Sufficient conditions for the Fourier transform to be integrable

In this article, the condition for the Mellin inversion theorem (MIT) is that the inverse Mellin transform $$ f(x) = \frac{1}{2\pi i} \int_{c-i\infty}^{c+i\infty} F(s) x^{-s} \, ds $$ converges absolutely and uniformly for $c \in (a,b)$, with $F(s)$ being some function that is analytic in the strip $a < \Re(s) < b$. This is so that the Fourier inversion theorem (FIT) can be used to prove the former theorem.

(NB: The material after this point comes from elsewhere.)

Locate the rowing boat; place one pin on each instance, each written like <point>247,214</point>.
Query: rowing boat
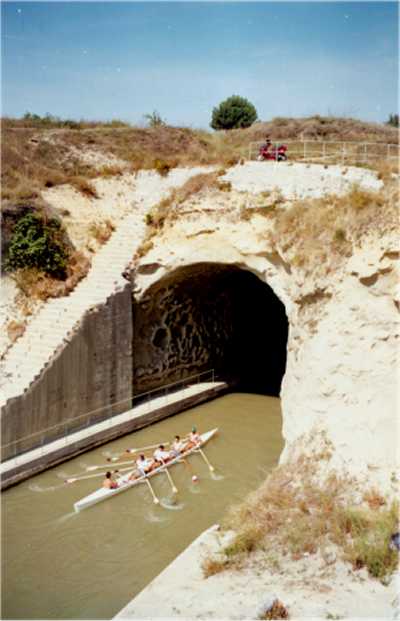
<point>124,483</point>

However, I am struggling to that the aforementioned condition is sufficient. In my attempted proof of the MIT, I arrive at $$ \mathcal{F}^{-1}\{F_\xi\}(t) = e^{-ct} \mathcal{M}^{-1}\{F\}\left(e^{-t}\right), $$ where $s = c + 2\pi i \xi$ and $F_\xi (\xi) = F(s)$. This is where I am to apply the FIT and then proceed to easily complete the proof. The version of the FIT that I am working with requires $F$ to be piecewise continuous, as well as $F_\xi$ and $\mathcal{F}\{F_\xi\}$ being $\mathcal{L}^1(\mathbb{R})$. Since $F_\xi$ is analytic, it is piecewise continuous. It is also easy to show that it is integrable from the convergence of the inverse Mellin transform. How do I show that $\mathcal{F}\{F_\xi\}$ is also integrable? I have seen examples on this site of integrable functions with fourier transfroms that are not integrable.